- Founded: 2001
- Ideology: Christian democracy; Christian right; Fijian nationalism; Neoconservatism; Until 2006:; Anti-Indian sentiment;
- Political position: Right-wing to far-right

= New Nationalist Party (Fiji) =

The New Nationalist Party was a Fijian political party with a strongly nationalist platform, arguing for the paramountcy of indigenous Fijian interests and of the Christian faith, professed by the great majority of indigenous Fijians but relatively few Indo-Fijians, who comprise some 38 percent of the country's population. The party, a splinter from the Nationalist Vanua Tako Lavo Party, was registered on 1 June 2001 and claimed to be the heir to the legacy of the late Sakeasi Butadroka and the Fiji Nationalist Party.

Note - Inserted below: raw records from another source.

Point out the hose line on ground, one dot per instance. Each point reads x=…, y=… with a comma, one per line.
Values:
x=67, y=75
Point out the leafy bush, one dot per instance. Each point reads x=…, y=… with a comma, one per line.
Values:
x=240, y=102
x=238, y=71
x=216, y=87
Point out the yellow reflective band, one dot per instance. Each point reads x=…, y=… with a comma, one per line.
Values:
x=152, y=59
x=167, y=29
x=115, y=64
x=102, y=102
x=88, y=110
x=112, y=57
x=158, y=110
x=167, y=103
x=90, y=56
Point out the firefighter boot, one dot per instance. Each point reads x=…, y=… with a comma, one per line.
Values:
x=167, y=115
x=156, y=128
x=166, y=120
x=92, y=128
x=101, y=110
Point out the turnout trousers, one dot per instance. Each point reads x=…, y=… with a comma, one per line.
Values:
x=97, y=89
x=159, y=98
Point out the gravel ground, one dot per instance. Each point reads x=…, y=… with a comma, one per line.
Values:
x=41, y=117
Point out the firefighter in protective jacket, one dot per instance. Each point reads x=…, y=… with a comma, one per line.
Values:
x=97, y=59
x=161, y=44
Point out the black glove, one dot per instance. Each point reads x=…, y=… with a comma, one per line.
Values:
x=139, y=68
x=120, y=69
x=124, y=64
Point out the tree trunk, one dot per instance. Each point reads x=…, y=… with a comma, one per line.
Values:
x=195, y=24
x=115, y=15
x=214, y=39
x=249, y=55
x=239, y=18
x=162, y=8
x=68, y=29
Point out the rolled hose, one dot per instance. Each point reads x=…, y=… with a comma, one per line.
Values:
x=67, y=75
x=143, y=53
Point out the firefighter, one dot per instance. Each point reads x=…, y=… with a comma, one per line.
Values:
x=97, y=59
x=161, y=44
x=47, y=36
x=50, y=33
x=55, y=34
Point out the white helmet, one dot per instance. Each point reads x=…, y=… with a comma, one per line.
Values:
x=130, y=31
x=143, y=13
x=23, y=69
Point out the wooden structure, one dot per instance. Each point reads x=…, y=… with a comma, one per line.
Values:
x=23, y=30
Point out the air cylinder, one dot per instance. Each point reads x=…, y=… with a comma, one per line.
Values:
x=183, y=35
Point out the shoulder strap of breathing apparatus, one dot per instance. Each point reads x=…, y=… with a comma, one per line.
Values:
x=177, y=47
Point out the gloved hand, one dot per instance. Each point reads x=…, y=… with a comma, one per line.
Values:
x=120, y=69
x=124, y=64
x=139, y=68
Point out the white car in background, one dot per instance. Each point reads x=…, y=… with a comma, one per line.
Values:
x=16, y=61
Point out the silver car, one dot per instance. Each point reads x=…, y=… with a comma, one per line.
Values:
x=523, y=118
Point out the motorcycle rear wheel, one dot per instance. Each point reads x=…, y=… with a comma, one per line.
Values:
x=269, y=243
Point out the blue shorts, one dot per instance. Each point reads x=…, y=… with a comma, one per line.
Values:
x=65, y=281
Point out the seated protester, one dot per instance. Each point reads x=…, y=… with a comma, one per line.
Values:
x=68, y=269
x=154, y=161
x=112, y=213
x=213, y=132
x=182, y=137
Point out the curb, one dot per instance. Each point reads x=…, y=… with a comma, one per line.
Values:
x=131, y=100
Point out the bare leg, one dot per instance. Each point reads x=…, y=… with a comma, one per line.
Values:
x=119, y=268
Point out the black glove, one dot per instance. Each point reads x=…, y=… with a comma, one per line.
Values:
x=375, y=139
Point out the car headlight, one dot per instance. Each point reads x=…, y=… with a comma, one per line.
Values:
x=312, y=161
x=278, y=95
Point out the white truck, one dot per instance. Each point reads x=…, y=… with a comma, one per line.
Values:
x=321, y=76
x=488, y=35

In a surprise announcement on 20 January 2006, the party announced that it was dropping its demand for the repatriation of Indo-Fijians to India. Citizens of Indian descent would now be welcome to join the party, said party President Saula Telawa, and to contest the forthcoming election under its banner - provided that they were Christians. Aspiring candidates would need to submit references from a Fijian chief and their local pastor, to prove that they had been born-again Christians for a minimum period of three years, Telawa told the Fiji Sun.

In January 2013 the military regime promulgated new regulations governing the registration of political parties, requiring all parties to have at least 5,000 members. All existing parties had to re-register under the new regulations. The party was not one of the two to re-register, and as a result was wound up and its assets forfeited to the state.